Scikit-Learn Integration 🧠

Classic ML pipelines made robust and reproducible.

[!NOTE] What you'll learn: How to version and deploy sklearn models with automatic metadata extraction

Key insight: Turn your notebook scripts into production pipelines with full hyperparameter tracking.

Why Scikit-Learn + flowyml?

Auto-Extracted Metadata: Hyperparameters, feature importance, coefficients—all captured automatically.
Pipeline Versioning: Version the entire preprocessing + model chain.
Model Registry: Promote the best Random Forest to production.
Easy Serving: Deploy sklearn models as APIs.

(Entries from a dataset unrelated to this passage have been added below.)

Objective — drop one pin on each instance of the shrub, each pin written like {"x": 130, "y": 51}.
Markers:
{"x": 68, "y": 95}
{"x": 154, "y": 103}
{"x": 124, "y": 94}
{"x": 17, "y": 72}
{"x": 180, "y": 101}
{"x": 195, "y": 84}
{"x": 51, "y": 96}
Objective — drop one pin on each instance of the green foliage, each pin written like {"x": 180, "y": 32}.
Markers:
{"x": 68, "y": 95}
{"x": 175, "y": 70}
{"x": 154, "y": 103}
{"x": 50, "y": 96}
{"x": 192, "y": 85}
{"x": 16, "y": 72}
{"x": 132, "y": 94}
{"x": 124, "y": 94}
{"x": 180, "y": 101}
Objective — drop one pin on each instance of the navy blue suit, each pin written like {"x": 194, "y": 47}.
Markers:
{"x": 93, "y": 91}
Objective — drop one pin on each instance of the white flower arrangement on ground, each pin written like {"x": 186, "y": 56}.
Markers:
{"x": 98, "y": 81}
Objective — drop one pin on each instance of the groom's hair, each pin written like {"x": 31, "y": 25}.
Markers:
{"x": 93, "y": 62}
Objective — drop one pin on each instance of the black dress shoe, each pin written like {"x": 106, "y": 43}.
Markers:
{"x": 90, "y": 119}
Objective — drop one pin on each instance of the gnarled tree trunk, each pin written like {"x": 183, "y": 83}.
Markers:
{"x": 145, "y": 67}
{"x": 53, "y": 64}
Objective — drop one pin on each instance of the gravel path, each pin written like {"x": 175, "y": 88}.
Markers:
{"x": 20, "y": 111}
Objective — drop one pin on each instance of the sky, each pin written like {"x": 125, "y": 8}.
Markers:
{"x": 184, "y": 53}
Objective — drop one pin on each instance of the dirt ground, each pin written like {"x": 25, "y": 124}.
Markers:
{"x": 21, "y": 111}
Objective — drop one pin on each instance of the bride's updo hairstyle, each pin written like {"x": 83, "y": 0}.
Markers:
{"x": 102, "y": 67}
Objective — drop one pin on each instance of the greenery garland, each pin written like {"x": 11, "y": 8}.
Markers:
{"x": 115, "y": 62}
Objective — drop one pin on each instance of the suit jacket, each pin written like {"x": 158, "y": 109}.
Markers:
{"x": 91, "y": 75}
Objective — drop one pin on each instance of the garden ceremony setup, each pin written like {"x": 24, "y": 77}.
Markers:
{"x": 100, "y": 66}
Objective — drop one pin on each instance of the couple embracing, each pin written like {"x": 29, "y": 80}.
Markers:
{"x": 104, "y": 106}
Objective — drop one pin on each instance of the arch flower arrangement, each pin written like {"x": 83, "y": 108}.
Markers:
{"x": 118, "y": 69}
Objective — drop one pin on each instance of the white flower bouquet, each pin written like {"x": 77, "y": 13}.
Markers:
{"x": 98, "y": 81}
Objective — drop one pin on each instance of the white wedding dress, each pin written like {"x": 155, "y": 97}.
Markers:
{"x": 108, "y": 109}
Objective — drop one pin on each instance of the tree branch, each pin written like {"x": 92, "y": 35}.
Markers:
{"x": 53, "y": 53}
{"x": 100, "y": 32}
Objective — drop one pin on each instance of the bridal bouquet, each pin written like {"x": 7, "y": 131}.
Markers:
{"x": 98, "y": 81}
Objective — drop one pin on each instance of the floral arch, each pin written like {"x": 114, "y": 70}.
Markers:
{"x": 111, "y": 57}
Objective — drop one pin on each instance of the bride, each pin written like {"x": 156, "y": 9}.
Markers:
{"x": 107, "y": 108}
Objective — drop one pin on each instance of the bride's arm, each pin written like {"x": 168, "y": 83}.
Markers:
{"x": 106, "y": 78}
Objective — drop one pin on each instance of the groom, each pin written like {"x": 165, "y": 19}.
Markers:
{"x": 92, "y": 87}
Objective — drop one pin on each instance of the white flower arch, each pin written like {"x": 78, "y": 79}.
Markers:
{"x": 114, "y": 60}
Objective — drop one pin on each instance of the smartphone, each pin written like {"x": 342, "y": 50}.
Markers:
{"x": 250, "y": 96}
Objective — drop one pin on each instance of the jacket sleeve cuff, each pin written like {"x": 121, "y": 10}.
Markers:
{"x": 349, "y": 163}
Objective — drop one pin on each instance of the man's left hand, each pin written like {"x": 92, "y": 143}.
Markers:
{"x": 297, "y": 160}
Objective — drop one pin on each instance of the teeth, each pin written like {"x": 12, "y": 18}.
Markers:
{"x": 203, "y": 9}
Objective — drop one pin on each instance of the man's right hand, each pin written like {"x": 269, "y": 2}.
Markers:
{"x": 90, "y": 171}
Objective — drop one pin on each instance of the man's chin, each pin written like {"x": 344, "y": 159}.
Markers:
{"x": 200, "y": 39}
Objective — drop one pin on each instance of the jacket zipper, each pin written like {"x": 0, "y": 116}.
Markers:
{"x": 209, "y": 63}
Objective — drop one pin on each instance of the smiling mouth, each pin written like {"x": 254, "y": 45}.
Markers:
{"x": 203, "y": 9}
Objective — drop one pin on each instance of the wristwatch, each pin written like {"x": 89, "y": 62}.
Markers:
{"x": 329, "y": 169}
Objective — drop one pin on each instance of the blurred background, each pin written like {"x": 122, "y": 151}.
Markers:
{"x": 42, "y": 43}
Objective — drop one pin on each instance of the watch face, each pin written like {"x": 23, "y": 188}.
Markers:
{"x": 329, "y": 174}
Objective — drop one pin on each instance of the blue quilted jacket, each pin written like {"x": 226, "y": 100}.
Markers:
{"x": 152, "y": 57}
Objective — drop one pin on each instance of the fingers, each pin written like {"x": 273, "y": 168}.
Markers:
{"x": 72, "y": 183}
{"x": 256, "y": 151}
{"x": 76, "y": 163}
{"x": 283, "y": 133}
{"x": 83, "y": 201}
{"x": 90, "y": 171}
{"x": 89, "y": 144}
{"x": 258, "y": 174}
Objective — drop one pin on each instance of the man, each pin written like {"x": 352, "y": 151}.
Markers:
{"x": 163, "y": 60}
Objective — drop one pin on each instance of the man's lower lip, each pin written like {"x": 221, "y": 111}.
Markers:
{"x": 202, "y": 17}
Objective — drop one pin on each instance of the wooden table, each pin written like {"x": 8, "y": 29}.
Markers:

🎯 Model.from_sklearn() Convenience Method

The easiest way to create Model assets with full metadata extraction:

from sklearn.ensemble import RandomForestClassifier
from flowyml import Model

# Train your model
rf = RandomForestClassifier(n_estimators=100, max_depth=10)
rf.fit(X_train, y_train)

# 🎯 Use convenience method for full extraction
model_asset = Model.from_sklearn(
    rf,
    name="random_forest_classifier",
)

# Access auto-extracted properties
print(f"Framework: {model_asset.framework}")  # 'sklearn'
print(f"Class: {model_asset.metadata.properties.get('model_class')}")  # 'RandomForestClassifier'
print(f"Is Fitted: {model_asset.metadata.properties.get('is_fitted')}")  # True

# Hyperparameters auto-extracted!
print(f"Hyperparameters: {model_asset.hyperparameters}")
# {'n_estimators': 100, 'max_depth': 10, 'criterion': 'gini', ...}

# Feature importance (for tree-based models)
print(f"Has Feature Importance: {model_asset.metadata.properties.get('has_feature_importances')}")
print(f"Num Features: {model_asset.metadata.properties.get('num_features')}")

🧠 Pipeline Pattern

Return a sklearn.pipeline.Pipeline object for automatic serialization:

from sklearn.pipeline import Pipeline as SkPipeline
from sklearn.ensemble import RandomForestClassifier
from sklearn.preprocessing import StandardScaler
from flowyml import step, Model

@step
def build_pipeline():
    return SkPipeline([
        ('scaler', StandardScaler()),
        ('rf', RandomForestClassifier(n_estimators=100))
    ])

@step
def train(pipeline, X, y):
    pipeline.fit(X, y)

    # Return a Model asset with auto-extracted metadata
    return Model.from_sklearn(
        pipeline,
        name="trained_pipeline",
    )

🔧 Auto-Extracted Properties

The following properties are automatically extracted from sklearn models:

Property	Description
`framework`	Always `'sklearn'`
`model_class`	Class name (RandomForestClassifier, etc.)
`architecture`	Same as model_class
`hyperparameters`	All model hyperparameters
`is_fitted`	Whether model has been fitted
`has_feature_importances`	True for tree-based models
`num_features`	Number of features (if fitted)
`n_features_in`	Number of input features
`n_estimators`	For ensemble models
`num_estimators_fitted`	Actual estimators fitted
`max_depth`	For tree-based models
`num_classes`	For classifiers
`classes`	Class labels (for classifiers)
`coef_shape`	Coefficient shape (for linear models)
`intercept`	Intercept (for linear models)

🌳 Supported Model Types

Full auto-extraction works for all sklearn estimators:

Classifiers: RandomForest, GradientBoosting, SVM, LogisticRegression, etc.
Regressors: RandomForest, Ridge, Lasso, ElasticNet, etc.
Transformers: StandardScaler, PCA, etc.
Ensembles: VotingClassifier, StackingClassifier, etc.
Pipelines: sklearn.pipeline.Pipeline